Lundi 29 novembre 2021, 10h30, CGR Bordeaux Le Français. Je suis toute seule, confortablement installée dans un fauteuil d’une des douze salles du cinéma, où, rien que pour moi, dans le cadre d’une projection presse privée, je vais visionner PRESQUE, le film de Bernard Campan et Alexandre Jollien dont la sortie est prévue le 26 janvier 2022.
Séance de rattrapage, puisque je n’avais pu assister comme prévu à la précédente organisée une semaine auparavant. Ce qui tombait plutôt bien, je serai encore immergée dans l’histoire pour la conférence de presse organisée, le soir même, avec l’équipe du tournage venue à Bordeaux pour répondre quelques heures après notre rencontre, aux questions de la salle à l’issue d’une avant-première publique.
Occasion pour la fan inconditionnelle de l’ex-Inconnu qui, avec ses deux comparses ont immortalisé toutes les Isabelle aux yeux bleus de France et de Navarre, et grande admiratrice de l’écrivain philosophe que je suis (duo inattendu et raison de ma présence dans cette salle obscure) de leur dire combien, 1h 31 mn plus tard, le résultat de leur collaboration m’aura cueillie !
Et comment, dans les lignes qui suivent, je vais vous expliquer pourquoi il faut absolument aller voir ce feel good road moovie qui parle de mort, de handicap, de philosophie, de liberté intérieure, de respect et d’amitié autrement.
Et combien aussi, je suis fière qu’il enrichisse la nouvelle rubrique Tasse de thé culturelle de Jugeote.
Bernard Campan et Alexandre Jollien, un tandem connecté dans la vie comme à l’écran
PRESQUE, c’est l’histoire de deux paumés, l’un valide, l’autre IMC (infirmité motrice cérébrale) qui cheminent step by step vers la joie inconditionnelle. La joie des petits riens qui font des grands touts. La joie malgré le chaos, la souffrance ou la différence.

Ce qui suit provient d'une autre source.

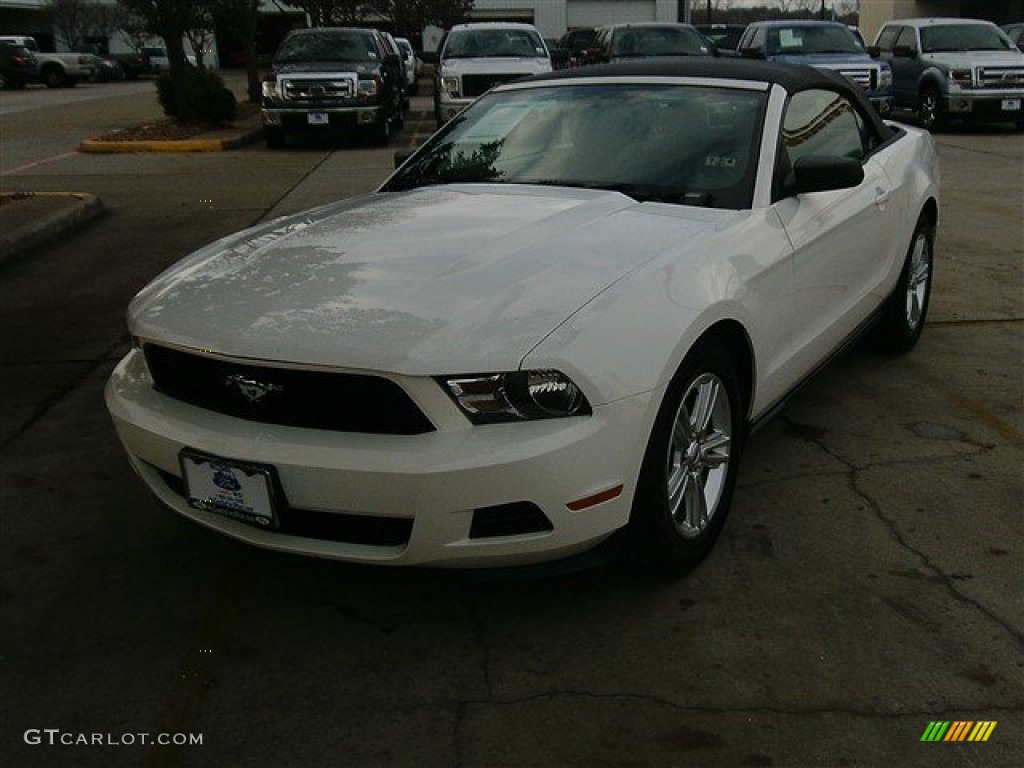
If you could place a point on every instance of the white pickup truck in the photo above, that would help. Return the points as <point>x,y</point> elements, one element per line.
<point>57,70</point>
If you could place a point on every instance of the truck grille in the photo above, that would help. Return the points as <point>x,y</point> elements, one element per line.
<point>477,85</point>
<point>865,77</point>
<point>312,399</point>
<point>1000,77</point>
<point>308,88</point>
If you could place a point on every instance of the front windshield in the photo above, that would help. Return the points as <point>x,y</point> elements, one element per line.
<point>342,46</point>
<point>657,41</point>
<point>495,43</point>
<point>671,143</point>
<point>788,41</point>
<point>964,37</point>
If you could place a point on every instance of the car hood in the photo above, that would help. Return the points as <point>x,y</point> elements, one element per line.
<point>304,68</point>
<point>497,66</point>
<point>967,59</point>
<point>457,279</point>
<point>828,59</point>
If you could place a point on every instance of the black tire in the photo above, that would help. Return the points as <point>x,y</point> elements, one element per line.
<point>382,131</point>
<point>930,111</point>
<point>694,446</point>
<point>273,136</point>
<point>53,77</point>
<point>905,310</point>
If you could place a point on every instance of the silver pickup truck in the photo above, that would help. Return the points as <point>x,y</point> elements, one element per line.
<point>57,70</point>
<point>953,68</point>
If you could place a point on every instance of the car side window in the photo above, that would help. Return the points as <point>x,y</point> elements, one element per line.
<point>887,40</point>
<point>820,123</point>
<point>907,39</point>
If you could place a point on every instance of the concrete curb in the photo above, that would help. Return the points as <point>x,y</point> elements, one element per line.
<point>78,210</point>
<point>232,141</point>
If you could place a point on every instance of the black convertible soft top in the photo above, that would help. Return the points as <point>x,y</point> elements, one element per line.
<point>791,77</point>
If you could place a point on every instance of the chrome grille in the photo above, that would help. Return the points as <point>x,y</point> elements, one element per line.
<point>477,85</point>
<point>865,77</point>
<point>1000,77</point>
<point>315,89</point>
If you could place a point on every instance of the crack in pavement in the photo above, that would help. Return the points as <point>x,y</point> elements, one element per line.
<point>946,580</point>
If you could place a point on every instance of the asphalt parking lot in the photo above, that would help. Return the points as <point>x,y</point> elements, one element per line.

Louis, 58 ans, est directeur d’une société de pompes funèbres à Lausanne, ou dit autrement, il est croque-mort. Grillé de l’intérieur, il a fini par vivre en mode pilotage automatique, il s’est blindé par peur de trop souffrir. Alors que pour le commun des mortels la mort est de loin le plus grand des maux, puisqu’elle met un terme à tous les plaisirs de la vie et nous expose à la perte des êtres qui nous sont les plus chers, elle semble n’être absolument rien pour le croque-mort.
Pour Louis, en effet, qui a repris l’entreprise de pompes funèbres de ses parents, la mort lui est indifférente. Habitué à la côtoyer quotidiennement et à vivre en sa présence, il a appris à ne plus y prêter attention. Ce qui n’est pas le cas de la culpabilité qui le ronge…
Igor, 40 ans, atteint d’une infirmité motrice cérébrale de naissance, livre pour gagner sa vie, des paniers de légumes bio sur son tricycle, un casque audio orange vissé sur les oreilles (la bike addict que je suis, je l’avoue, a frémi).
Il erre en marge de la société. Sa bouée c’est la philosophie qu’il applique tant bien que mal pour tenter, en vain, de sauver sa peau. Car le reste de son temps, il le passe dans les livres, à l’écart d’un monde dont on connait la difficulté à accepter les différences, avec ses compagnons de route : Socrate, Nietzsche et Spinoza.
Contrairement à Louis pour qui la mort n’est rien, Igor la redoute plus que tout. Toutefois, loin de se laisser submerger par sa peur, il s’efforce sans cesse de la surmonter. A l’instar de Socrate qui la veille de sa mort disait à ses disciples que « philosopher c’est apprendre à mourir », Igor voudrait bien trouver un moyen d’ « apprendre à mourir », c’est-à-dire un moyen qui lui permette de laisser derrière lui sa peur, et plus globalement la souffrance que lui inflige au quotidien son corps.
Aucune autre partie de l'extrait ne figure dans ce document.